13 août 2023 2ème trimestre 2023 : La vie sur Terre est une alliée de première force
Ce message nous est délivré par Baptiste Morizot* (Les entretiens de Reporterre-6/07/23). Il vous concerne, vous, graines rebelles, graines résistantes, tombées au sol ou passantes envolées, à vous que les vents, les eaux, les animaux, déposent sur des terres dénudées, brûlées, et par qui la vie renaît... Vous aussi, arbres et arbustes poussant à tort et à travers, herbes que l’on dit mauvaises, qui finissez par soulever goudrons et bétons, conquérants des friches polluées, occupants sans titre des terres abandonnées, offrant gite et couvert à toute une faune vagabonde... Vous tous, faune et flore, artisans connus ou inconnus de la belle robustesse de la nature, qui rendez la terre habitable.

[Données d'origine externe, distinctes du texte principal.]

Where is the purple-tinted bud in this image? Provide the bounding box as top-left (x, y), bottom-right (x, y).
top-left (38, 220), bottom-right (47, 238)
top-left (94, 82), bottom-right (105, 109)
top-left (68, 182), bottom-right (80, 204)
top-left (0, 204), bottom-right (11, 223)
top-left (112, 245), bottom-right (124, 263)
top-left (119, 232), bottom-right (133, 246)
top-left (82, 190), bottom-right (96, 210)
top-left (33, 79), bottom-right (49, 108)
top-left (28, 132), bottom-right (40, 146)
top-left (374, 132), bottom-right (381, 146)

Nous, êtres humains, sommes des maillons de la chaîne du vivant, ni plus ni moins importants que vous, en interdépendance étroite avec vous. Ce qui nous distingue, peut-être : nous en avons conscience, et savons que plus la chaîne est robuste, mieux nous nous port(er)ons. Mais notre savoir est parcellaire : Nous ignorons presque tout du vivant des grands fonds marins ou de celui qui peuple les sols et les rend fertiles. En revanche, nous avons la vertigineuse puissance de bouleverser les équilibres naturels, et nous en usons. Les effets sont, eux aussi, vertigineux. Alors, comme l’érosion de la biodiversité est palpable et qu’elle s’amplifie, nous parlons restauration, préservation, compensation. Nous tentons de réparer les effets des destructions que nous continuons de commettre, mais nous entendons "orienter" ces réparations... Nous nous accordons le droit de choisir à quel type de vivant ira notre "protection", et ce choix est presque toujours guidé par un intérêt immédiat, économique.

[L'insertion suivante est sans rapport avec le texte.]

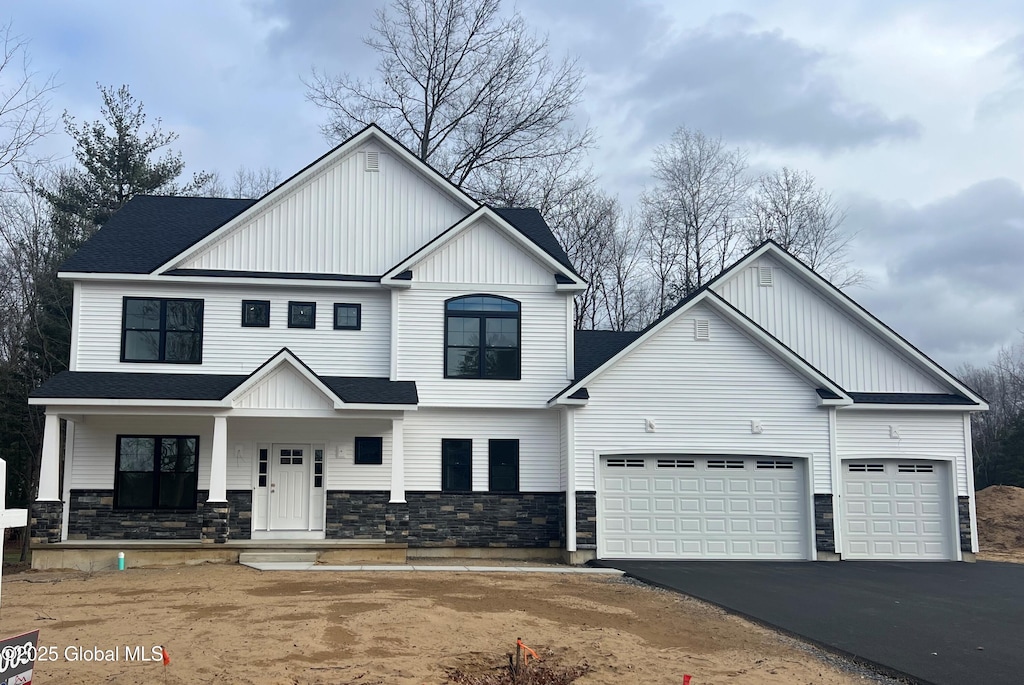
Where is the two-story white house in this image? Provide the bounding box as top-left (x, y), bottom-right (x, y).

Qu’on en juge : Le 12 juillet, après des débats houleux et tendus, les eurodéputés ont adopté à une courte majorité la loi de restauration de la nature. Le texte initial ayant été terriblement amputé, pour ne pas nuire aux activités économiques, c’est selon Claire Nouvian (asso. BLOOM), un "sauvetage in extremis plutôt qu’un succès". En ont été exclus les mesures immédiates de protection des océans, les espaces à haute diversité des zones agricoles, exit aussi l’objectif de restauration de 30% des écosystèmes, pourtant adopté par le sommet mondial pour la biodiversité fin 2022. Surtout, en laissant à chaque état de l’UE le soin de prendre les mesures pour la restauration de ses écosystèmes, la loi perd beaucoup de sa portée juridique.

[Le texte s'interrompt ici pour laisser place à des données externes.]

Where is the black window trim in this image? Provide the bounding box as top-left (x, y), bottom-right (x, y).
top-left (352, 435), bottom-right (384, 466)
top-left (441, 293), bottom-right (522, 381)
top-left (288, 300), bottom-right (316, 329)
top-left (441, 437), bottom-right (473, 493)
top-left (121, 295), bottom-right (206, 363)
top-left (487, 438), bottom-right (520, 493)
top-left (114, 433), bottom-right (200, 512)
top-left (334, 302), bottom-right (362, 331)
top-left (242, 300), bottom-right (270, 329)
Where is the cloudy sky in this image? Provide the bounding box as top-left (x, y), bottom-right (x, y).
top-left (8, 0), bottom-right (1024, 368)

En France, chaque année près de 10 milliards d’€ de soutiens publics et de mesures fiscales subventionnent des activités qui concourent à la dégradation des milieux naturels. C’est dans ce contexte absurde, non remis en cause, que le gouvernement a présenté le 20 juillet sa stratégie nationale pour la biodiversité à l’horizon 2030. Comme si la crise écologique contemporaine n’était pas d’abord une crise de l’économie extractiviste, et que l’on pouvait remédier à la première sans s’attaquer à la seconde.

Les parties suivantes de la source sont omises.